Washington, DC - May 9, 2016 - The problem with broad spectrum antibiotics is that they kill good bacteria along with the bad. But a new antibiotic, Debio 1452, which is narrowly targeted at Staphilococcal pathogens, caused almost no harm to the gut microbiome of mouse models, while conventional broad spectrum antibiotics caused major damage. The research is published ahead of print May 9th in Antimicrobial Agents and Chemotherapy, a journal of the American Society for Microbiology.

Probiotics Mitigate Stress in Medical Students at Exam Time

Washington, DC - May 6, 2016 - A probiotic given to medical students during the run-up to nationwide medical school examinations reduced stress among the students. “The probiotic strain, Lactobacillus casei strain Shirota can relieve many aspects of the stress response, especially gastrointestinal dysfunction,” said corresponding author Kouji Miyazaki, PhD, director of the Food Research Department of Yakult Central Institute, Tokyo, Japan. The research is published ahead of print May 6th, in Applied and Environmental Microbiology, a journal of the American Society for Microbiology.

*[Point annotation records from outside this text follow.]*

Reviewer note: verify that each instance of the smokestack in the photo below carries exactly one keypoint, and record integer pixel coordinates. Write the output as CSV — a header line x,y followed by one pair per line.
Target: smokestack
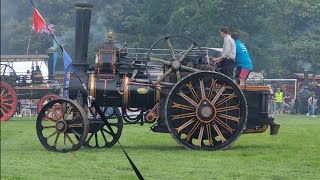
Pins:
x,y
306,79
83,17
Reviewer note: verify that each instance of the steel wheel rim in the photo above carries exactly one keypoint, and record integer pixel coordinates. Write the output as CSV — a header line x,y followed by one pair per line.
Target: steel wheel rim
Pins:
x,y
45,99
101,138
8,101
227,121
62,133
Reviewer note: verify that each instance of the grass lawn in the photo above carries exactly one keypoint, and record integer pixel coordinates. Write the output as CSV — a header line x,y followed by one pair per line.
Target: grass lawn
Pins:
x,y
293,154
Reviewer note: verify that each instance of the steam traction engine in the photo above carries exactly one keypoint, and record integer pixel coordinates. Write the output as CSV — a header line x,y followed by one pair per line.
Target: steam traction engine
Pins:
x,y
175,88
16,86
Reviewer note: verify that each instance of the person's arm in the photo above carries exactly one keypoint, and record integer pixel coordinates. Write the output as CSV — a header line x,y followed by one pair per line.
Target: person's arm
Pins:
x,y
226,49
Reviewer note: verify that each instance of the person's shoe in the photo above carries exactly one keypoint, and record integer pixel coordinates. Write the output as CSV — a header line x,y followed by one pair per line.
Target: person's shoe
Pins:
x,y
274,129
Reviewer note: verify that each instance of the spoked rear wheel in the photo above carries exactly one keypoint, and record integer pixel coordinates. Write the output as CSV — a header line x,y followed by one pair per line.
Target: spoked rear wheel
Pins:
x,y
206,111
62,125
99,134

HPV Infection Can Be Identified in Self-Collected Vaginal Swabs - Boon for Screening in Developing Countries

Washington, DC - April 29, 2016 - High risk, potentially cancer causing human papillomavirus infections are common among women in Papua New Guinea. But self sampling with vaginal swabs may provide materials that screen as accurately as the more labor-intensive approach using cervical samples obtained by clinicians. This finding is critical to developing same day screening and treatment, which is key to ensuring that women with precancerous lesions are treated in this largely unconnected (electronically) country, and in others like it. The research appeared online April 13th in the Journal of Clinical Microbiology, which is published by the American Society for Microbiology.

Proteomics Method Measures Carbon Uptake of Marine Microbes

Washington, DC – April 26, 2016 – In a paper published April 26th in mSystems, a team of researchers led by microbiologists at Oregon State University, in Corvallis, describe a successful trial of a new method of identifying the carbon uptake of specific marine bacterioplankton taxa. The technique uses proteomics – the large-scale study of proteins – to observe directly the metabolic processes of communities of microorganisms.

Danish Investigators Reduce Sugar Content of Yogurt without Reducing Sweetness

Washington, DC – April 22, 2016 –  A team from a Danish food ingredients company has manipulated the metabolic properties of yogurt-producing bacteria to sweeten the yogurt naturally, while reducing sugar in the final product. Similar manipulations have also all but eliminated lactose, so that those with lactose intolerance can enjoy the yogurt. They have accomplished all of this using microbiological methods that predate the era of genetic technologies. The research appears April 22nd in Applied and Environmental Microbiology, a journal of the American Society for Microbiology.